Well, it seems my marathon went missing.
I looked all over London for it… from Tower Bridge to the Battersea Power Station, and I couldn’t find it anywhere.
I looked around the British Museum and the Tate Modern but, nope, no marathon there.
I walked through Canary Wharf, through Soho, up to The Mall, around Buckingham Palace and, still, no marathon.
Somewhere around Richmond, I saw some runners. “Hey, maybe they know where the marathon’s gone”, I thought.
I followed them into Richmond Park, but they soon disappeared over the horizon. I stopped to look at a herd of deer.
“Do you know where the marathon went?” I asked.
They just blinked back at me and turned away.
I left Richmond Park and entered Wimbledon Common, thinking maybe I’d find my marathon there, but it was still nowhere to be found.
Fully exhausted, I did what any thinking person would do. I went to the pub to have a pint.
In case you haven’t already noticed, I missed a run in London thanks to my recent foot injury.
At my last physio appointment before flying out, I asked my physiotherapist to level with me.
“So,” I asked, “what do you think? Can I run London?”
“Well, you could, but you won’t walk for at least a week after.”
Fully enabled, I tried smuggling my running shoes in my suitcase.

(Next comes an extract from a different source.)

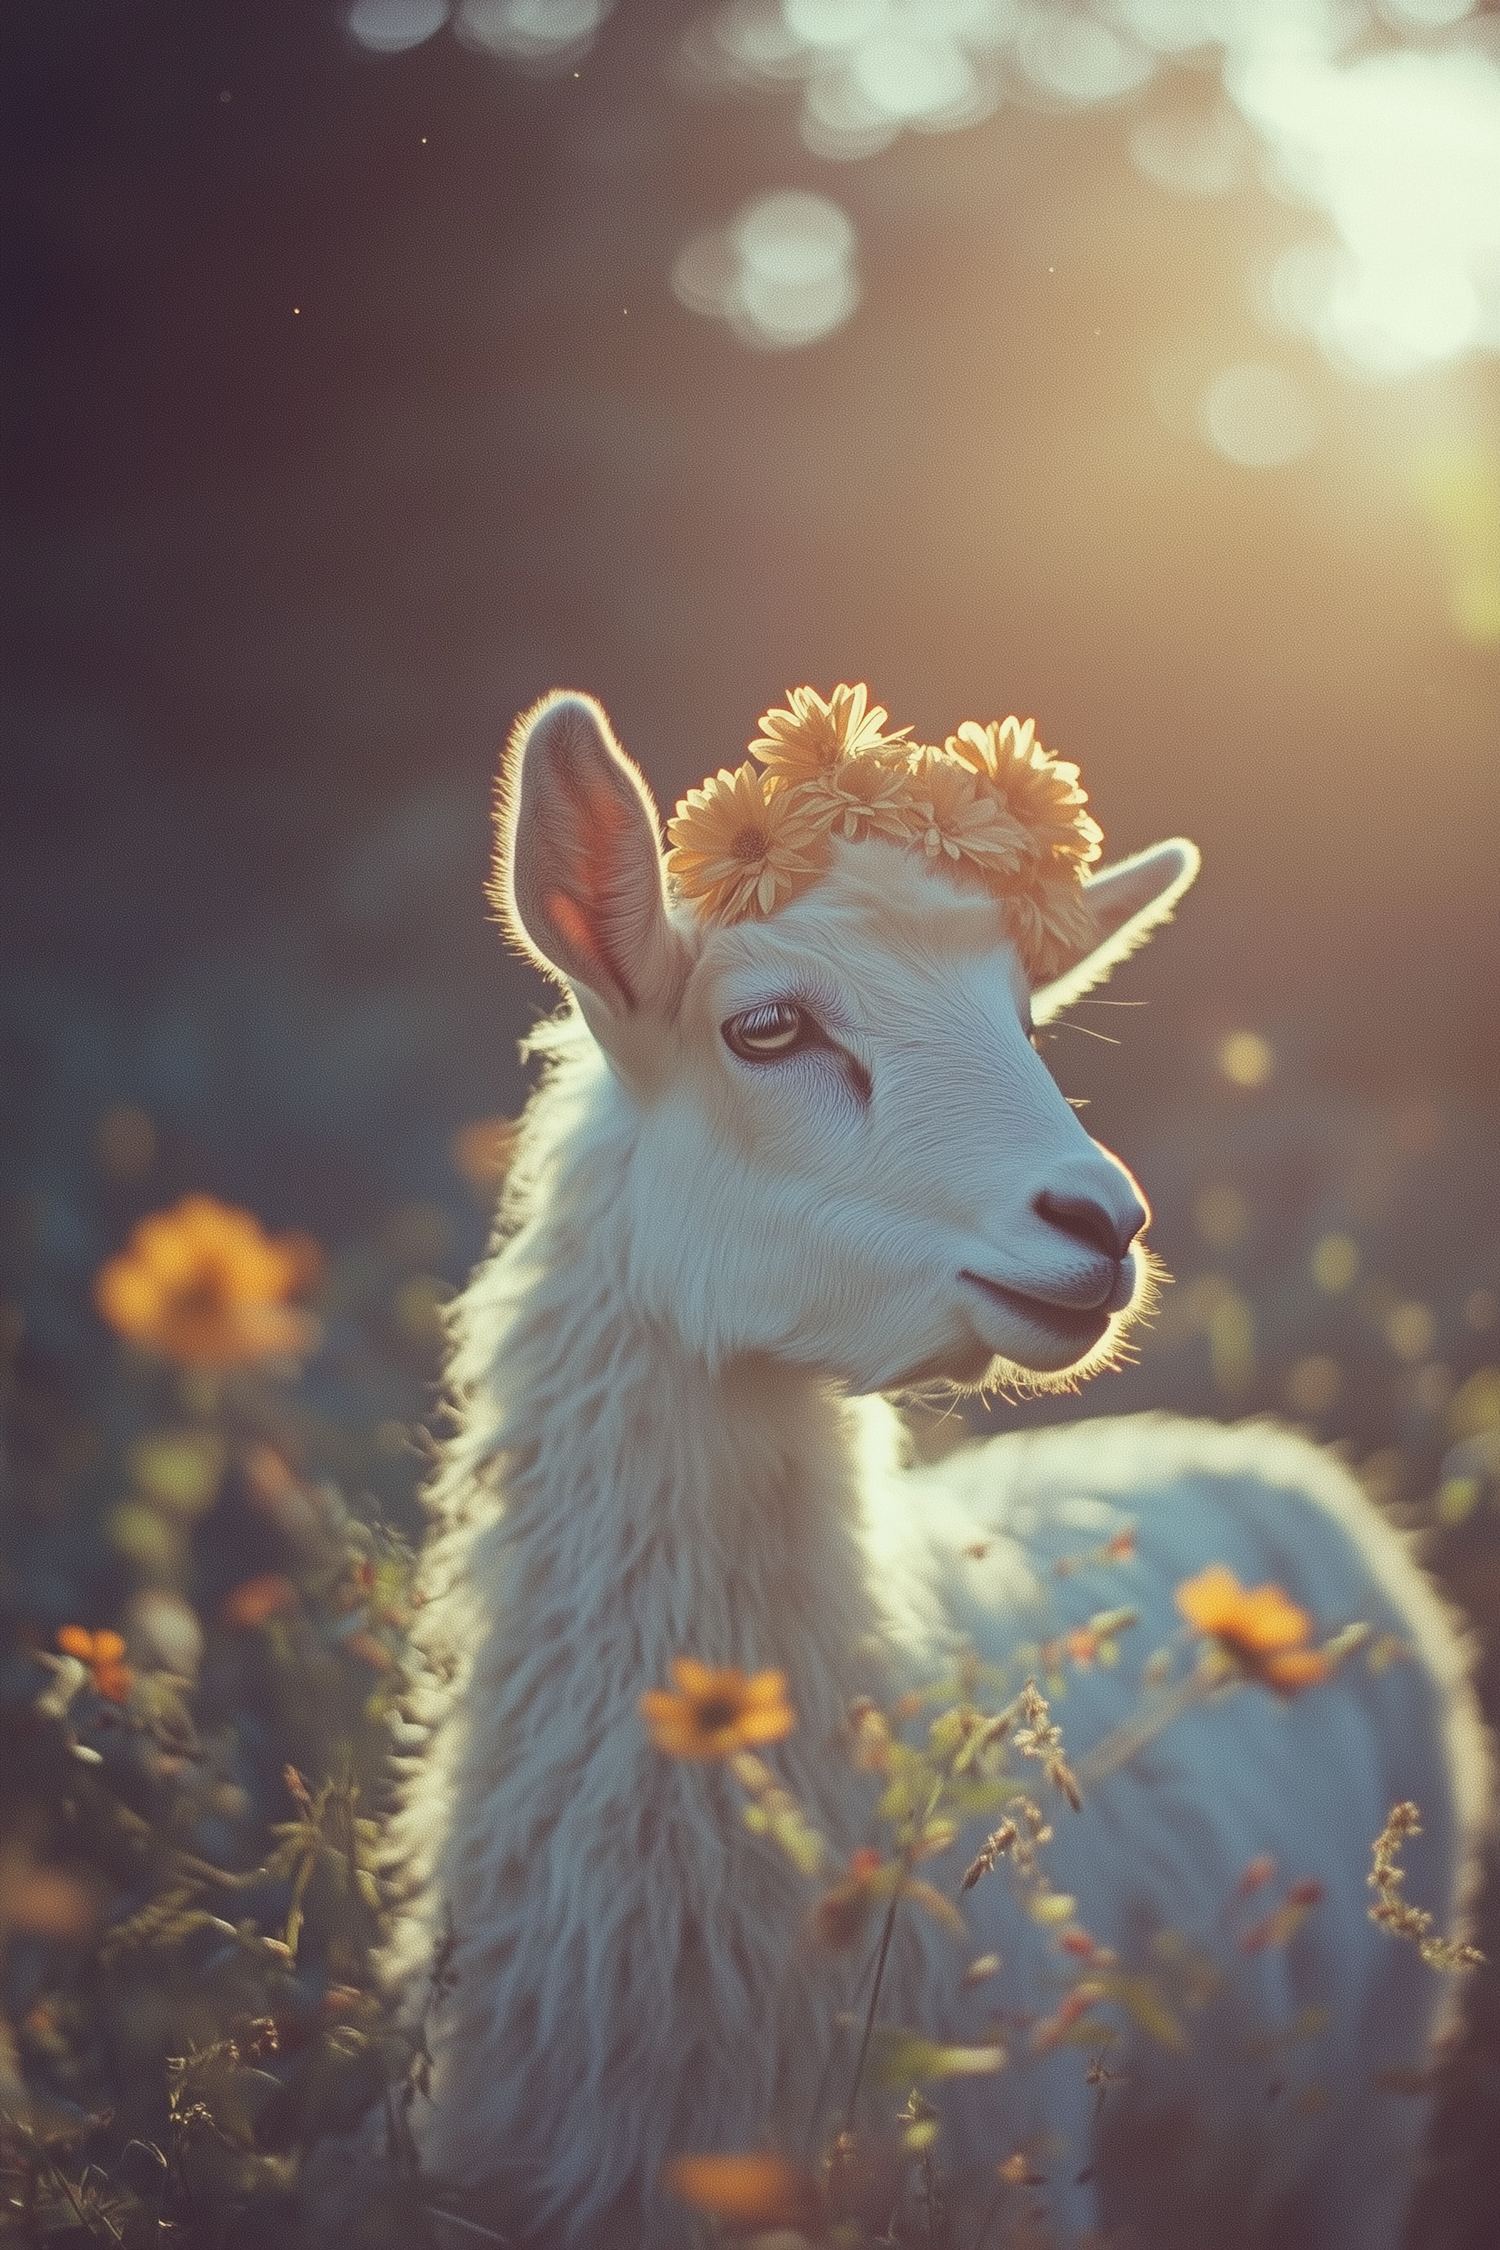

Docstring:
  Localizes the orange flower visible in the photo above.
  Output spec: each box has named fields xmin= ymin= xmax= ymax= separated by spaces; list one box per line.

Unfortunately, I got caught by the no-fun-police (aka my husband).
“What are those?” he asked.
“Umm, just shoes,” I replied, quickly zipping up my suitcase.
“Sensible walking shoes for people with busted feet.”
“They’re running shoes, aren’t they?”
He unzipped my suitcase, and removed my running shoes. “No running, Fleck. You don’t want to injure yourself any more. Don’t you want to run your other races this year?”
“Bu… but… but, London…”
He handed me my shoes, and put a hand on my shoulder. “If you run, and you get hurt, you’re going to ruin your vacation. What will you do if you can’t walk? Do you want to spend your holiday sitting in our friend’s flat nursing a busted foot?”
I snuffled and put the shoes back in the closet. “No.”
I spent most of our flight telling myself it was okay to miss the run. I reminded myself that I had other races lined up this summer, that I could run London another year, that I’d still have fun on our vacation even if I didn’t run.
None of it was helping my mood.
On what would have been run day, we woke up to a rare sunny London morning. Our friend’s flat was flooded in light.
“So, what do you guys want to do today, then?” Our friend asked.
“Run,” I growled.
My husband shook his head and snickered. “It’s a nice day. Let’s walk about the city and see where we end up.”
And so we did.
We walked the length and breadth of Central London, through 2 parks, past castles, in and out of museums and shops and, of course, a few pubs along the way. We walked for so long that before we knew it, the day was done and we were sitting in a pub in Wimbledon.
“What a marathon that was,” our friend said.
When we got home, my friend’s words still rang in my mind, so I went to the computer, and retraced our steps around the city. To my shock, we’d actually walked a marathon.
Case of the missing marathon closed, I laced up my shoes and went for a quick 5K around the neighborhood.
Afterwards, I poured myself a pint of ale, put my feet up, and celebrated my many marathons to come.
Happy National Running Day, everyone.